Using EPPY scripts to enable automated building electrification modeling with flexibility and scalability

Building electrification has emerged as a necessary strategy for reducing greenhouse gas emissions in the building sector. Many research projects require extensive modeling of building electrification to properly quantify potential greenhouse gas emission reductions, cost savings, and changes in peak load patterns. These electrification measures may impact end-uses such as space heating, water heating, and cooking, among others. This modeling process can be repetitive, redundant and error prone. One challenge that stands out, particularly for large buildings with complex layouts, is the process of replacing large systems that serve multiple thermal zones. Manual completion of this task can include repetitively inserting an object into a space, renaming it, along with all associated nodes (representing, for example, air flow), and reconnecting these nodes to the main branch. With room for error in each of these steps, the manual approach can be time consuming, hence resulting in slow progress on large-scale modeling projects. To improve the efficiency of this common modeling process, we developed a code-based tool using EPPY, a Python based scripting language for EnergyPlus, to streamline and automate the electrification modeling process. The input files include the original mixed fuel model and a sample all-electric model that includes the replacement system. Users first identify the zones that will be affected by the retrofit. For these zones, the script automatically replaces the fossil fuel system with the new all-electric system based on the name of conditioned zones, creating a new model of preliminary electrification. This streamlined process can save substantial time and effort, simplifying the process of running large scale models of complex commercial and multifamily buildings under different conditions.
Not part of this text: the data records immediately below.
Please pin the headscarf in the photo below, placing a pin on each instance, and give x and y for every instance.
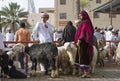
(85, 31)
(69, 32)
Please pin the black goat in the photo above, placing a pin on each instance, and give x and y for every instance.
(43, 53)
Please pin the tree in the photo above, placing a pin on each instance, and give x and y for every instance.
(12, 15)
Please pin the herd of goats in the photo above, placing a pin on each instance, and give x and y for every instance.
(57, 58)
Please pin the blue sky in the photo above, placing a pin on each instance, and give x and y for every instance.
(23, 3)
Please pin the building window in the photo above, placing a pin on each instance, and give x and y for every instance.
(62, 2)
(98, 1)
(63, 16)
(96, 15)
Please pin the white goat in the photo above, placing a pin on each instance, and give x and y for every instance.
(66, 57)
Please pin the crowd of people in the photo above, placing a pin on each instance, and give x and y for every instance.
(82, 34)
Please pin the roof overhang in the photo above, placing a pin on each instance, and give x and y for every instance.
(105, 8)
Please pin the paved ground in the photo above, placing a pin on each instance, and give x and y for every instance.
(111, 72)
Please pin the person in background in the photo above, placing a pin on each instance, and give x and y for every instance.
(68, 32)
(22, 35)
(9, 35)
(57, 35)
(84, 40)
(43, 32)
(97, 33)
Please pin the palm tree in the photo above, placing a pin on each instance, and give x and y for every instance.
(12, 15)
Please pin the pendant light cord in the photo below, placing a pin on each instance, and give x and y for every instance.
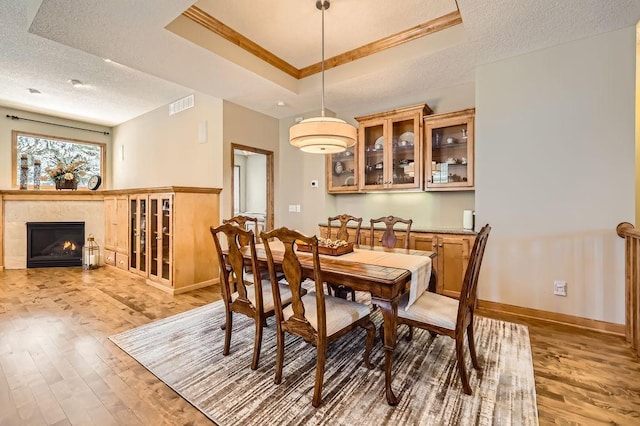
(322, 112)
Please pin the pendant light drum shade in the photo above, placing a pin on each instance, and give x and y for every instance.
(322, 135)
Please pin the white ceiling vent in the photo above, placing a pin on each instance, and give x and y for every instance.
(181, 105)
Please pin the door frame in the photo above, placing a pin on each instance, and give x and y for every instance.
(269, 220)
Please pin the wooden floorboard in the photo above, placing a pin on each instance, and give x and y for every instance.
(57, 366)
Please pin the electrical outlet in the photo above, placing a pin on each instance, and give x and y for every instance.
(560, 288)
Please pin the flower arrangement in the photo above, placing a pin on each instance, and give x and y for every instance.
(70, 172)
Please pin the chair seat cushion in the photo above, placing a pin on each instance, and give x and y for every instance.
(267, 295)
(340, 312)
(431, 308)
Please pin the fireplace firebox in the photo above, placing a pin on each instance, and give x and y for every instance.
(54, 244)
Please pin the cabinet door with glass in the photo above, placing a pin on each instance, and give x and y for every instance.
(390, 146)
(139, 212)
(342, 171)
(160, 244)
(449, 140)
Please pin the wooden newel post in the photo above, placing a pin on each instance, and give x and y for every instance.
(632, 283)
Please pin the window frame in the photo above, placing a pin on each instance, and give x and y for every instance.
(49, 184)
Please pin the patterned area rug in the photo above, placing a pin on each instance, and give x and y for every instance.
(185, 352)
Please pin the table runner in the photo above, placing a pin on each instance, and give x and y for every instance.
(419, 266)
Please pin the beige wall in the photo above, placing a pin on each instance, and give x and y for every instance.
(555, 174)
(246, 127)
(162, 150)
(7, 126)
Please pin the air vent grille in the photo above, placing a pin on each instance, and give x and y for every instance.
(181, 104)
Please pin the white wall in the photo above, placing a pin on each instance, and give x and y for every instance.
(555, 174)
(7, 126)
(164, 150)
(256, 188)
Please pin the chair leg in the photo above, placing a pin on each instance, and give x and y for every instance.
(410, 333)
(371, 336)
(227, 331)
(257, 342)
(472, 346)
(461, 368)
(317, 390)
(279, 355)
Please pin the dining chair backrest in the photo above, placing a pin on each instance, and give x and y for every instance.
(468, 293)
(245, 222)
(294, 276)
(232, 265)
(343, 232)
(389, 238)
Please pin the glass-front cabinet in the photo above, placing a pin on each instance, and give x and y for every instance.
(160, 207)
(449, 140)
(342, 171)
(138, 210)
(390, 149)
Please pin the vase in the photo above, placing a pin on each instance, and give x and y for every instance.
(24, 170)
(37, 170)
(66, 184)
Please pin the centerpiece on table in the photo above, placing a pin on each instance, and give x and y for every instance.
(66, 176)
(328, 246)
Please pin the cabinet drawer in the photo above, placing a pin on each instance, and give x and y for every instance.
(110, 257)
(122, 261)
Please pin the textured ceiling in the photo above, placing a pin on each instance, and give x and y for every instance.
(43, 44)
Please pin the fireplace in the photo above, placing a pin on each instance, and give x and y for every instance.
(54, 244)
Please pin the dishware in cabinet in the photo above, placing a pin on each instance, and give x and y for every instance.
(342, 171)
(160, 241)
(449, 140)
(390, 149)
(139, 212)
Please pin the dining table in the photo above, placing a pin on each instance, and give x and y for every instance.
(364, 270)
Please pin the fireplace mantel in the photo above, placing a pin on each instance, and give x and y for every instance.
(19, 206)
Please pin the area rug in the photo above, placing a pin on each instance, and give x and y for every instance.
(185, 352)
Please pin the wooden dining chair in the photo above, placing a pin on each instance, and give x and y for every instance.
(447, 316)
(389, 238)
(317, 317)
(343, 234)
(343, 231)
(253, 299)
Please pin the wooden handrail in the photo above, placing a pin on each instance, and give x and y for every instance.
(631, 236)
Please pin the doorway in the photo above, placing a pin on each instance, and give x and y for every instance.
(252, 184)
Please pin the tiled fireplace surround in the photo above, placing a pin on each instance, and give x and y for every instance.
(19, 207)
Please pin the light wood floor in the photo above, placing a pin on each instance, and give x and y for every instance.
(57, 366)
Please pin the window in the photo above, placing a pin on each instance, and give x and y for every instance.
(51, 150)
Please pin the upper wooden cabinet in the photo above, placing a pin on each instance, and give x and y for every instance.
(390, 149)
(449, 141)
(342, 171)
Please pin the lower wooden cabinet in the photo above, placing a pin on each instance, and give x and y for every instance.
(168, 237)
(452, 253)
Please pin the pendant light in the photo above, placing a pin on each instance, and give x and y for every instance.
(322, 135)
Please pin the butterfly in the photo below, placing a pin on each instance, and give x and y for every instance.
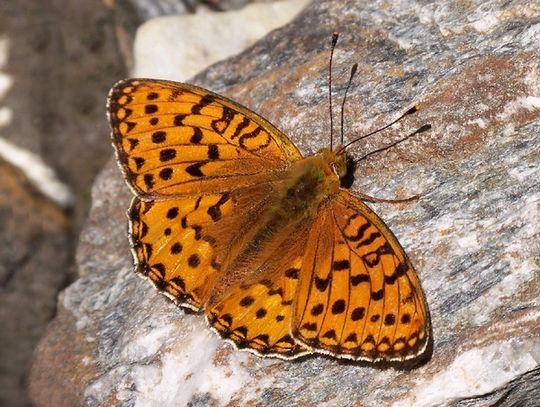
(231, 220)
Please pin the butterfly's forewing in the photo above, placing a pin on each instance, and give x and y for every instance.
(176, 139)
(201, 166)
(358, 295)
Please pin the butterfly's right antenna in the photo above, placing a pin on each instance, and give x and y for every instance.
(412, 110)
(334, 42)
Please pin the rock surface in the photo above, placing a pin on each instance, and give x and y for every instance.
(473, 235)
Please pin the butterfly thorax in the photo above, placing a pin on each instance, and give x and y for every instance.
(309, 183)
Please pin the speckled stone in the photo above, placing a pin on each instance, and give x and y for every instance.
(473, 235)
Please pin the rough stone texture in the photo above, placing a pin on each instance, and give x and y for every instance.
(473, 235)
(54, 76)
(34, 247)
(58, 70)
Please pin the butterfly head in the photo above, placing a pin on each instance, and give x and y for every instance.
(341, 163)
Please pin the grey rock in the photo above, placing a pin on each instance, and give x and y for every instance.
(473, 235)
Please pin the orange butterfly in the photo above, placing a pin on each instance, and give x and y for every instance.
(230, 219)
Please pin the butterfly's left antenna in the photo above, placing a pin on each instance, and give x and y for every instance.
(334, 42)
(425, 127)
(412, 110)
(353, 71)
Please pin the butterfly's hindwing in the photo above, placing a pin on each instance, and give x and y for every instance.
(362, 299)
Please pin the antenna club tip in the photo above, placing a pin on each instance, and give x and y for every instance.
(412, 110)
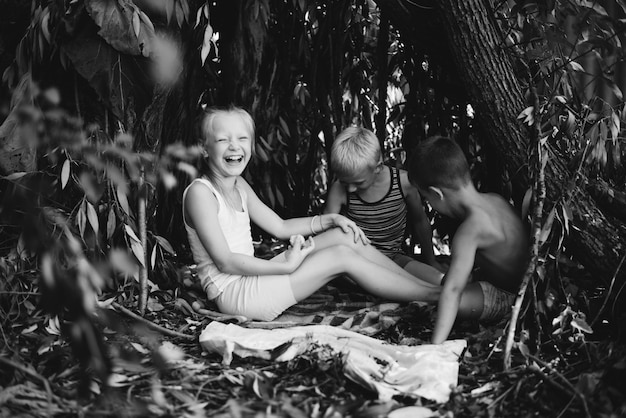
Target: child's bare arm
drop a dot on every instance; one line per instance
(269, 221)
(463, 249)
(336, 198)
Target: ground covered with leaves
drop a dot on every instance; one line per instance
(158, 368)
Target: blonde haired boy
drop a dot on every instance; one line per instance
(380, 200)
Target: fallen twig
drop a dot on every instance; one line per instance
(563, 379)
(34, 374)
(151, 324)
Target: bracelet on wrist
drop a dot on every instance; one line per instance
(312, 224)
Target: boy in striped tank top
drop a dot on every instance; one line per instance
(379, 199)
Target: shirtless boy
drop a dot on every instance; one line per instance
(491, 237)
(380, 200)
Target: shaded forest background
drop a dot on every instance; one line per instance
(98, 140)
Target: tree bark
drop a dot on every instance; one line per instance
(497, 96)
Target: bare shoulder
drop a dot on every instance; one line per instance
(498, 220)
(337, 196)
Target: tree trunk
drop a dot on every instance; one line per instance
(497, 95)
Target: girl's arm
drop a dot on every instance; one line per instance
(269, 221)
(201, 214)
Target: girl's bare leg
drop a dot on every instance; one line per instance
(325, 264)
(425, 274)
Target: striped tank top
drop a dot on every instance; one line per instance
(384, 221)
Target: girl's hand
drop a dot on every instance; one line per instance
(298, 251)
(349, 226)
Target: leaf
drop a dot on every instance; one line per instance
(169, 9)
(153, 257)
(15, 176)
(146, 20)
(95, 61)
(566, 213)
(165, 244)
(115, 20)
(92, 216)
(547, 226)
(135, 245)
(136, 23)
(111, 223)
(123, 200)
(65, 173)
(284, 126)
(615, 125)
(198, 16)
(580, 324)
(526, 202)
(45, 21)
(576, 66)
(81, 219)
(131, 233)
(180, 14)
(206, 43)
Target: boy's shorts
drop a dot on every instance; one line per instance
(497, 302)
(257, 297)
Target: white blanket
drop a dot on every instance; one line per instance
(427, 370)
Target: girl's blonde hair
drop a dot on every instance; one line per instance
(207, 131)
(209, 115)
(353, 150)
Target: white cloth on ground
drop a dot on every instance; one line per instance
(428, 370)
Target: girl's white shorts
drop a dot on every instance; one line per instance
(262, 298)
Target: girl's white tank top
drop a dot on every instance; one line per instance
(236, 228)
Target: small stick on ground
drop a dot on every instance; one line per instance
(564, 380)
(31, 373)
(151, 324)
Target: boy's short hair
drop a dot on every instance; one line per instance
(438, 161)
(354, 149)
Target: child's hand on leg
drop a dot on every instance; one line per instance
(298, 250)
(349, 226)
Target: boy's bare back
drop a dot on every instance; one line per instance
(502, 247)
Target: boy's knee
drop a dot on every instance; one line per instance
(342, 251)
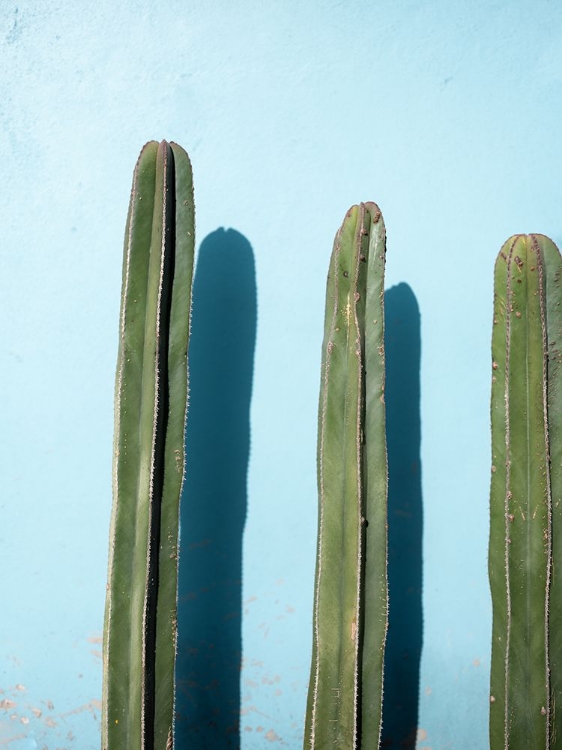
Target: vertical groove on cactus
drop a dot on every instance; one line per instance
(350, 609)
(150, 412)
(525, 495)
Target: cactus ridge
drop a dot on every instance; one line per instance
(150, 412)
(345, 692)
(525, 495)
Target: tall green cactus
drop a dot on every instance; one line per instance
(350, 609)
(150, 412)
(525, 560)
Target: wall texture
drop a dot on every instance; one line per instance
(447, 114)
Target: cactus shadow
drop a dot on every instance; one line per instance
(214, 500)
(405, 518)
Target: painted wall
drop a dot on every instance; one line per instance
(447, 114)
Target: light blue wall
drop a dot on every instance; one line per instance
(447, 114)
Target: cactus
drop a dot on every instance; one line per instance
(150, 412)
(525, 499)
(350, 608)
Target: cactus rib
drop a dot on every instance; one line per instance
(525, 495)
(350, 610)
(150, 412)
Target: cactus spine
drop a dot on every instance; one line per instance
(150, 411)
(525, 560)
(350, 610)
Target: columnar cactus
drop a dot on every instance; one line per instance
(350, 607)
(525, 561)
(150, 412)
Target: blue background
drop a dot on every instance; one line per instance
(447, 115)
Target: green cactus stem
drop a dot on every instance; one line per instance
(525, 559)
(350, 608)
(150, 413)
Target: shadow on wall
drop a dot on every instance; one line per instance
(405, 519)
(214, 501)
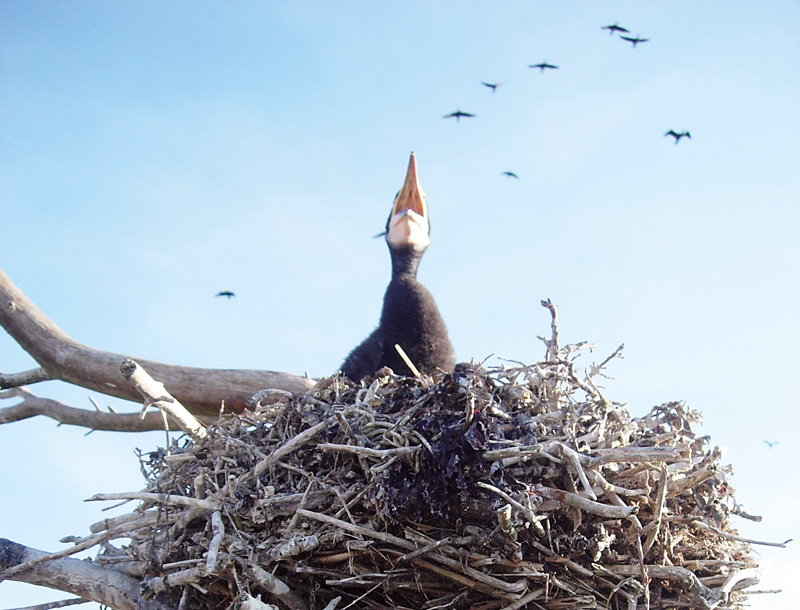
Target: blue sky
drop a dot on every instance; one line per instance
(155, 154)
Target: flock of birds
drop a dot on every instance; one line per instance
(411, 337)
(614, 28)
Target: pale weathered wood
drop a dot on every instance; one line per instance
(32, 405)
(84, 578)
(201, 390)
(155, 394)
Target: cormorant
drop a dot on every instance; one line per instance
(634, 41)
(410, 317)
(543, 66)
(457, 114)
(614, 28)
(677, 135)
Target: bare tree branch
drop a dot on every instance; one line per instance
(79, 577)
(33, 405)
(155, 394)
(201, 390)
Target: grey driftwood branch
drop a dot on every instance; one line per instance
(155, 394)
(60, 357)
(32, 405)
(79, 577)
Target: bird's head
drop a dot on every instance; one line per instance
(408, 226)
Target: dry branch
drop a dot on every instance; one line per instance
(83, 578)
(155, 394)
(494, 489)
(32, 406)
(202, 391)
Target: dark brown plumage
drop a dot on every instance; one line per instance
(410, 317)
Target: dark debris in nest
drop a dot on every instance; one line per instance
(515, 487)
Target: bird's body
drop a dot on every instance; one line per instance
(678, 135)
(457, 115)
(614, 27)
(634, 40)
(410, 317)
(544, 66)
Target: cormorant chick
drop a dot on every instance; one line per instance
(410, 317)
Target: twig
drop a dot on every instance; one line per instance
(32, 406)
(52, 605)
(218, 528)
(517, 587)
(709, 528)
(156, 394)
(574, 458)
(158, 498)
(15, 380)
(552, 343)
(595, 508)
(292, 445)
(369, 452)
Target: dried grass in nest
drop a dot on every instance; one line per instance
(517, 487)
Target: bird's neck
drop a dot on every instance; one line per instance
(405, 262)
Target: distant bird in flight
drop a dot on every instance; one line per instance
(635, 40)
(457, 114)
(677, 135)
(543, 66)
(614, 28)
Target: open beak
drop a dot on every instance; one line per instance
(408, 223)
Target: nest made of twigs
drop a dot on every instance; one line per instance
(507, 488)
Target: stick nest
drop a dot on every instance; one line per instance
(515, 487)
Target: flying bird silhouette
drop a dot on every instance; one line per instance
(544, 66)
(614, 28)
(634, 40)
(457, 114)
(677, 135)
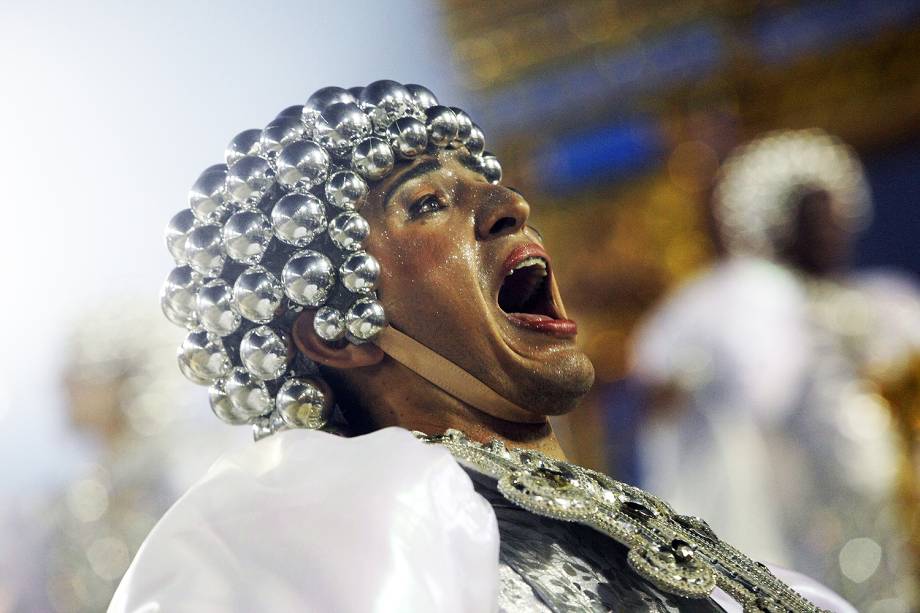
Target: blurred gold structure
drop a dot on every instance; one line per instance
(620, 244)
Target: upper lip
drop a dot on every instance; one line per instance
(520, 254)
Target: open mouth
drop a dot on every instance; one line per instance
(526, 295)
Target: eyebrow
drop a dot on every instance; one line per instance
(414, 172)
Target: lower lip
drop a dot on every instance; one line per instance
(562, 328)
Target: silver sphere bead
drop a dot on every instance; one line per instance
(216, 310)
(408, 137)
(329, 323)
(265, 353)
(323, 98)
(302, 165)
(247, 393)
(476, 141)
(302, 404)
(202, 358)
(243, 144)
(295, 111)
(246, 236)
(348, 231)
(365, 319)
(208, 196)
(249, 179)
(345, 189)
(222, 407)
(372, 158)
(281, 132)
(340, 126)
(442, 125)
(204, 250)
(177, 232)
(385, 101)
(257, 294)
(422, 96)
(178, 297)
(261, 428)
(359, 272)
(308, 277)
(491, 168)
(464, 127)
(298, 218)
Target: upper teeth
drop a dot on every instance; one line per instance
(532, 261)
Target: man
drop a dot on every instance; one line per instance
(359, 266)
(765, 371)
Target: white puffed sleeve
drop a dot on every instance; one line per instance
(306, 521)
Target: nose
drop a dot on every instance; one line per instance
(503, 212)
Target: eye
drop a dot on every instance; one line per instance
(425, 206)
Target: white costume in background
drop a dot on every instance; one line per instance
(775, 438)
(308, 521)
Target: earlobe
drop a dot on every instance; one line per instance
(346, 355)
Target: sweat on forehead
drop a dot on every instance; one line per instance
(275, 229)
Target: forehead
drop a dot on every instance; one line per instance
(444, 161)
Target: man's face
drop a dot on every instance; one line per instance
(465, 275)
(820, 243)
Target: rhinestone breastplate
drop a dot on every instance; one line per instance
(679, 554)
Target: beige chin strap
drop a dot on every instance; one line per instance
(448, 376)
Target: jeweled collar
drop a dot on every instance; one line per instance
(679, 554)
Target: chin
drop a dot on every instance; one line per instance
(556, 389)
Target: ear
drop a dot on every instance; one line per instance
(336, 355)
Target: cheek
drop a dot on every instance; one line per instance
(426, 259)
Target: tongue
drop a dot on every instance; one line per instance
(530, 317)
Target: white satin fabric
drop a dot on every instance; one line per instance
(305, 521)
We present two use cases that apply this streamlined framework. In one study, we consider the potential energy efficiency improvements that result from the implementation of high efficiency electrification in different building types across multiple climate zones. The automation code significantly reduced modeling time and effort. In another, we apply this approach to several commercial and multifamily building prototypes to understand optimal pathways of compliance with building performance standards which require reductions in greenhouse gas emissions.

This paper will discuss the logical approach and algorithm behind this streamlined process and present potential benefits to researchers and stakeholders who would benefit from large scale building electrification modeling.